LSH FAIR fellow: Kristoffer Basse

Bio

Dr. Kristoffer Basse is a research technician working primarily with mass spectrometry applications, operating instrument and providing bioinformatics support for various projects. He holds a PhD in nuclear magnetic resonance spectroscopy, which focussed on pulse sequence development, and has worked in the maintenance and utilisation of a wide range of analytical instrumentation, as well as provided support for data analysis, for almost a decade.

His current work involves every aspect of the proteomics pipeline from sample collection/preparation to mass spectrometry data acquisition and the associated data analysis. He is further in the process of setting up a mass spectrometry imaging capability in the lab to enable, e.g., drug and lipid distribution studies.

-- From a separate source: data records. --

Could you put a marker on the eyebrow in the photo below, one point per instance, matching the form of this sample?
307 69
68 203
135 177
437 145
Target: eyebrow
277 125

As a computer and bioinformatics expert, Dr. Basse has experience with a wide range of IT systems and bioinformatics tools and is involved in the development of several data analysis programs. He has programming experience in multiple programming and scripting languages, such as Python, Tcl, C++, Rust, and R, and acts as a data custodian for all the instruments under his purview.

Use Case Title

Development and implementation of PASTAQ for FAIR-oriented mass spectrometry signal quantification.

Use Case Description

The purpose of the use case is to continue the development of the PASTAQ software package to provide data pre-processing and signal quantification for proteomics and metabolomics mass spectrometry data in a wide range of data formats, and provide output in an open and interoperable format.

This will involve building data structures compatible with a wide range of available parameter sets, and writing analysis routines capable of handling both data obtained using data-dependent acquisition and data-independent acquisition, the latter of which produces much more complex output but in return removes the inherent bias involved in selecting precursors for fragmentation.

PASTAQ also needs to be able to extract peak information from data stored in both profile and centroided mode. These differ in the amount of stored detail, with profile mode providing full characterisation of peaks in the mass-to-charge (m/z) dimension, while centroided mode only stores information about the peak location and intensity, but not the width of the peak in the m/z dimension.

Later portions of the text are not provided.